Hello, all! My name is Brad Tuller and I am a Recording and Mixing Engineer from Bay Shore, New York.  I am currently a senior at the University of New Haven studying Music and Sound Recording.  Recently, I just finished a semester in Nashville studying at the infamous Blackbird Studios in Nashville, Tennessee.  I thought it would be a good idea to touch on the biggest things that I’ve learned from my time in Nashville for those who were curious about the lessons Music City has to offer.

            The first major thing that I learned while in Nashville is that just because we have the DIY mentality, it doesn’t mean that we have to do it alone.  Everybody that I met had a drive to accomplish something in his or her career.  When you meet someone with a similar drive for success, you work together and create an environment for growth.  Through this, you’ll also find that networking comes naturally as these people introduce you to their friends who have potential in helping you.  This chain continues until you have a whole slew of people you could contact when you want to start working on something. This brings me to the second major thing I learned in Nashville.

            Take every opportunity you can to network.  Exchange numbers, follow people on social media, hand out business cards, and just do about anything you can to get your name out more than it was before.  When I was interning at a studio called The Record Shop in Nashville, my boss had a potential client who contacted the studio three months after they had a single conversation.  Although it took three months for them to work together, they were working together nonetheless.  Networking and business opportunities take time and they also come in multiple forms.  You just have to be willing to put yourself out there to get them.
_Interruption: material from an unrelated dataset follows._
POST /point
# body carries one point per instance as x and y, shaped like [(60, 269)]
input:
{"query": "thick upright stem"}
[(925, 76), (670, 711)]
            The last major thing I learned from my time in Nashville is there are no rules.  With more regards to the to the recording and mixing side of things, there are standard methods of doing things that generally always work.  However, just because they are standard methods doesn’t mean they are the only methods.  One thing I will never forget was when I was watching my professor David Leonard, winner of two Grammys for Toto IV and Prince’s Purple Rain respectively; give a demonstration on how he mixes a song.  He was working his magic on the console when all of a sudden I asked him why he did the same mixing move twice on one instrument.  I was always told that what he did was something you should never do when mixing.  But his response was simply, “Just because it’s more.”  And that’s when I realized that the rules mean nothing.  If you feel that what you’re doing is working for the current situation, go ahead and keep doing it.  In the end, you’ll get a result that feels right and that’s all that matters.